For most products, there’s no difference between online and physical retailing where VAT is concerned. However, digital goods and services (ebooks, music and image files etc) come under a different set of VAT rules.
The way that HMRC look upon it is that if you’re selling goods on the Internet, you’re using it solely as a tool for communication and distribution as well as receiving payment from the customers buying your products.
The same rule applies as it would for a physical store, you are only able to charge VAT if your business is registered to do so.
Should your eCommerce business be registered for VAT
You’re legally obliged to register for VAT if your VAT taxable turnover is £85,000+. If your turnover doesn’t reach or exceed £85,000 you have no requirement to register and you do not need to charge VAT on any products or services that you sell.
Charging the Correct VAT rate.
Depending on the products or services you’re selling the VAT rate charged will differ. Here’s a quick guide on VAT rates in the UK – screenshot this if you need to!

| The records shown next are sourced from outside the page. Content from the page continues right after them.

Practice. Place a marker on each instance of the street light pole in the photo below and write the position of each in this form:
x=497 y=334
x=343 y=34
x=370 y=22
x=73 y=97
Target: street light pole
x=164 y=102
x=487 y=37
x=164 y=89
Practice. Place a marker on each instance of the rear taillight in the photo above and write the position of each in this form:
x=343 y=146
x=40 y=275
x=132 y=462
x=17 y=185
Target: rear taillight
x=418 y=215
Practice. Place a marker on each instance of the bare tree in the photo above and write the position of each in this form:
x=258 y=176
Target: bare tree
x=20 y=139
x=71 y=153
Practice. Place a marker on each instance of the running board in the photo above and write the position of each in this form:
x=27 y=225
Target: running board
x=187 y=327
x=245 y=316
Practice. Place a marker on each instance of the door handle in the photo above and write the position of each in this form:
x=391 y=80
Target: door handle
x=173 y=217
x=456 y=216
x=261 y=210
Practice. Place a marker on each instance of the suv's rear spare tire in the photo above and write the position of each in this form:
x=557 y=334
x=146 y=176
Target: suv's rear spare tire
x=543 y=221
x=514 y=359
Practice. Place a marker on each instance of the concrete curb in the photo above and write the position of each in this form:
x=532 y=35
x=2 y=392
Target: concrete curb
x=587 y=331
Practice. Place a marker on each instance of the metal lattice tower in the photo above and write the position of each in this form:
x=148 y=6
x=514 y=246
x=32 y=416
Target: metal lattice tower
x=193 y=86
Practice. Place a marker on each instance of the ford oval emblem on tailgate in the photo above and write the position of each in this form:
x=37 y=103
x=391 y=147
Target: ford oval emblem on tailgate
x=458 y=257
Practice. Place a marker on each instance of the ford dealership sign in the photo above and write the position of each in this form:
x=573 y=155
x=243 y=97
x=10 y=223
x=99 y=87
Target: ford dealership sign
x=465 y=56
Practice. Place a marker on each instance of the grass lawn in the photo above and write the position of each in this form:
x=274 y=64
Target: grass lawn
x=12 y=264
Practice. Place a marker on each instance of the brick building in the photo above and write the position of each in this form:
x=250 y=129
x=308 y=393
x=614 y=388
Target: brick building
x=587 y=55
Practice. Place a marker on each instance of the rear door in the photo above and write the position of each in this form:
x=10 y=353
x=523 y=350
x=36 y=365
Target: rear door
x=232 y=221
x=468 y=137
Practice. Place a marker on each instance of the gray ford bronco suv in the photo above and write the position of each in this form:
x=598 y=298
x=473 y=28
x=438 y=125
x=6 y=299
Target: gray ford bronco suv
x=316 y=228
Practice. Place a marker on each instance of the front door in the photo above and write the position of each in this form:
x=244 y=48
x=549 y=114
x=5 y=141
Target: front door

|20%||The common VAT rate for most items|
|5%||Some energy, welfare and health goods. These have a reduced rate due to the nature of their uses.|
|0%||‘Zero rated’ goods are often things such as children’s clothes and other goods.|
|Some items are completely VAT free|
Zero-Rated and VAT Exempt – What’s the difference?
Zero-rated and VAT exempt are not the same thing and it’s important that you understand the difference between the two.
A zero-rated item is still VAT taxable – you just charge your customers 0%. Despite charging 0% VAT you must still record the sale and report it when you do your VAT returns. Sales of zero-rated products/services count towards your 12-month VAT threshold (the £85,000 we mentioned previously).
Items which are VAT exempt do not count towards your threshold so therefore you’re not required to record these sales.
If you are VAT registered always make this clear to your customers on your site.
International VAT Charges for eCommerce Retailers
If you’re based in the UK and you have customers in the EU, you simply charge the UK VAT rate. If a customer is VAT registered (another business maybe) then you could possibly zero-rate the good. Selling goods to a customer outside the EU, you can’t charge VAT. Exceptions are possible though so make sure you consult HRMC.
VAT and Delivery Costs for eCommerce Stores
VAT does apply to delivery charges at the exact same rate as the product being delivered. So 20% for a product that carries 20% VAT and 0% for a product carrying 0%.
If you’re VAT registered, you must register for VAT. On your e-commerce site, you must make customers aware of VAT. You can display your prices as VAT inclusive – there’s no need to list the VAT separately.